La MRC des Basques a été la première à faire l’inventaire et la caractérisation de ses terres agricoles non exploitées au Québec, avant d’instaurer son propre programme de remise en culture des terres en friche. Après deux ans, elle avait récupéré 500 acres sur les 1200 identifiés.
« On a fait école au Québec, confie M. Denis. Mais c’est une question de choix et on ne peut pas tout choisir. Nous, on a choisi l’agriculture comme cheval gagnant. On n’a pas l’ambition d’avoir des industries et des services gouvernementaux. La MRC a été créée à l’origine par les défricheurs, les bûcherons. C’est cette industrie primaire là qui apporte plus de 50 % des revenus des familles dans notre MRC. »

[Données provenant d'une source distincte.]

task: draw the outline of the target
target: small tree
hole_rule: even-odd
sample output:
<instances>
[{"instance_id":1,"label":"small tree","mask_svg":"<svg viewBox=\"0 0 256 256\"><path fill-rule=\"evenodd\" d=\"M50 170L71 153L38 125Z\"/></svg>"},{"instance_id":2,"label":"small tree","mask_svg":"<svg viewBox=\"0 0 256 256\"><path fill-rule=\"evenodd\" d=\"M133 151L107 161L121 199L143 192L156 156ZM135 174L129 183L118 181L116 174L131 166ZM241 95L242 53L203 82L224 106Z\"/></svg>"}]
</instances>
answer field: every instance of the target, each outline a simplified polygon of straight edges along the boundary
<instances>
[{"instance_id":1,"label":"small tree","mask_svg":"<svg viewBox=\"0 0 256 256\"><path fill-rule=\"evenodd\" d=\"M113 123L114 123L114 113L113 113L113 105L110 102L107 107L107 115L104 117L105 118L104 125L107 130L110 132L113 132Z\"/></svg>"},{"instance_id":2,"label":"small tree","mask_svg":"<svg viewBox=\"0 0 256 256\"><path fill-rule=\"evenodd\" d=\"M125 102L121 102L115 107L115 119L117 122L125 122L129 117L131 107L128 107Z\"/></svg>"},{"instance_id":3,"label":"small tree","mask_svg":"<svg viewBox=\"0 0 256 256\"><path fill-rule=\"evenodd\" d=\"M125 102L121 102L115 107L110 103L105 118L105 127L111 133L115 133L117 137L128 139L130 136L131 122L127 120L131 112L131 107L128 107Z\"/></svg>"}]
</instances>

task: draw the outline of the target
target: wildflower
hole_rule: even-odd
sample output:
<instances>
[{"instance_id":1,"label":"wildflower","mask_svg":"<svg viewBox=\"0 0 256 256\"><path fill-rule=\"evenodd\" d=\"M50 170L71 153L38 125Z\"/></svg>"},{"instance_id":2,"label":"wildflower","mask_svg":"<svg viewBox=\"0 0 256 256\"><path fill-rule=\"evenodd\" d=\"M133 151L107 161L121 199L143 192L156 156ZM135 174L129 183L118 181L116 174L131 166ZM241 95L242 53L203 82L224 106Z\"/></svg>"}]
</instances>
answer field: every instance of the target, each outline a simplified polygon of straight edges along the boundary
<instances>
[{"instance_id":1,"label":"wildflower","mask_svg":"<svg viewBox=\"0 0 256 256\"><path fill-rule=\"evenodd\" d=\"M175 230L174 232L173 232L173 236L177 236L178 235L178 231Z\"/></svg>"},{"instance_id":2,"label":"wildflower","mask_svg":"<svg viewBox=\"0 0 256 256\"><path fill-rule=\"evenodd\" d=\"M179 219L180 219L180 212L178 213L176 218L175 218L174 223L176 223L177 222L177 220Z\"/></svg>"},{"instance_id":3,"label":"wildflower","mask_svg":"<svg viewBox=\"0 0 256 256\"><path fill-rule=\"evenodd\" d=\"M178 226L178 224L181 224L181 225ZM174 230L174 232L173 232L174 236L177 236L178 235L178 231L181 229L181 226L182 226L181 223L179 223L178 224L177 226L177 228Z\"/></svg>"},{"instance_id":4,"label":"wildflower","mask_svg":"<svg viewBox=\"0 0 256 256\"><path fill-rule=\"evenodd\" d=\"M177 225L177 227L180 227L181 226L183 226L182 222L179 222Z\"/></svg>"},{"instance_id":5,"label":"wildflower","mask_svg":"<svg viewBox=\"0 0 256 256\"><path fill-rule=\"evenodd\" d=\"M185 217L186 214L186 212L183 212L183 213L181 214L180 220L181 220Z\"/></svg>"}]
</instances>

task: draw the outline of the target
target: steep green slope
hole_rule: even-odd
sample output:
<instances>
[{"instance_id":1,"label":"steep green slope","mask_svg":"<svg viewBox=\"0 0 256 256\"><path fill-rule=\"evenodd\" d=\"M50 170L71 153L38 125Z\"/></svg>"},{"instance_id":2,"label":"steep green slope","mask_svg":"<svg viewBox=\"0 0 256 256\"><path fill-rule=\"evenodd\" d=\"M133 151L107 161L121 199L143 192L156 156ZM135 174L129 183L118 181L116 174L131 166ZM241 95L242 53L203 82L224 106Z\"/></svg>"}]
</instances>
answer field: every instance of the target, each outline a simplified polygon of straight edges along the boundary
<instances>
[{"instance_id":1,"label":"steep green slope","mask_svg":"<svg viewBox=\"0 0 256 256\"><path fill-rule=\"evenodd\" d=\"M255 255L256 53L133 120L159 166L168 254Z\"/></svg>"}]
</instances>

« Il y a une politique qui donne un montant d’argent au Bas-Saint-Laurent pour cultiver la forêt privée, continue-t-il. On donne jusqu’à 1400 $ par hectare. En agriculture, il n’y a rien, rien‚ rien. Pourquoi on ne traiterait pas l’agriculture comme on traite la forêt ? La forêt donne des vraies récoltes aux 80 ans. Pourquoi, en agriculture, où on a des récoltes une, deux, trois, quatre fois par année, on ne pourrait pas donner une aide semblable pour s’assurer que notre capital agronomique soit mis en valeur comme la forêt ? »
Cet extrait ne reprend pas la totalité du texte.